Chaque jour, une poignée de femmes, âgées et moins âgées, bien décidées à se faire entendre prend place sur des nattes à même le trottoir, devant l’accès du bureau des étrangers, à l’ombre ou sous le soleil. Pour l’accès côté place Mariage, leur siège est délimité par des barrières métalliques de sécurité de part et d’autre du passage vers l’entrée du site. Pour le côté entrée officielle de la préfecture, elles sont assises à même le sol sur le parking réservé aux visiteurs, sous un soleil de plomb. L’endroit est richement décoré du drapeau tricolore, des effigies des leaders du combat pour « Mayotte française ».
À quand une issue acceptable ?
Entamer le dialogue avec elles relève de la haute diplomatie. « Il n’y a rien à dire, nous ne sommes que des exécutantes, si vous voulez des déclarations allez voir nos responsables là-haut (N.D.L.R. comprendre le portail d’entrée de la préfecture) », lance l’une des manifestantes.
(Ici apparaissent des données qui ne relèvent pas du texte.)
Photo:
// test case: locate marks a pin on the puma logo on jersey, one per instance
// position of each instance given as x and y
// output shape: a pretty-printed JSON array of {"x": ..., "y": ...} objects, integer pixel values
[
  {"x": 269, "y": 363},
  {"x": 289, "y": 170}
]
Cette réplique est destinée au représentant des médias locaux aisément qualifiés de « pitsi », diminutif du terme ampitsikil qui désigne en shimaoré ou en kibushi les « espions » et les « collabos ». « Circulez, il n’y a rien à dire. Nous ne bougerons pas d’ici sans avoir obtenu gain de cause sur notre principale revendication », finissent-elles par dire. Celle-ci porte sur la modification du visa accordé aux étrangers résidant légaux à Mayotte, principalement comoriens, sous la forme d’une carte de séjour territorialisée. Valable que sur le seul périmètre du département de Mayotte, elle ne permet pas, en l’état, à ses détenteurs de se rendre en métropole ou dans les autres départements ultramarins.
Dans une banalité absolue, certains passants les saluent amicalement, leur demandent des nouvelles des membres de leurs familles restées dans leurs foyers familiaux. « Il faut que le gouvernement comprenne notre détermination. Nous n’avons rien contre personne en particulier, mais nous sommes lassées de nous faire agresser par des bandes de voyous étrangers qui nous rendent la vie impossible sur notre propre territoire », lance une dame d’une soixantaine d’années originaire du sud de l’île. Dans ses explications, rien de nouveau, si ce n’est le discours désormais bien rodé de ceux qui rejettent sur les étrangers, principalement comoriens, tous les maux de la société mahoraise.
De temps à autre, des rondes d’agents de police nationale en uniforme s’assurent que rien ne puisse perturber le bon fonctionnement de la préfecture de Mamoudzou. Combien de temps encore va perdurer cette situation ? Nul ne le sait et surtout pas ces femmes décidées à prolonger leur action tant qu’elles n’auront pas obtenu gain de cause.
*La préfecture de Mayotte n’a pas répondu à nos sollicitations.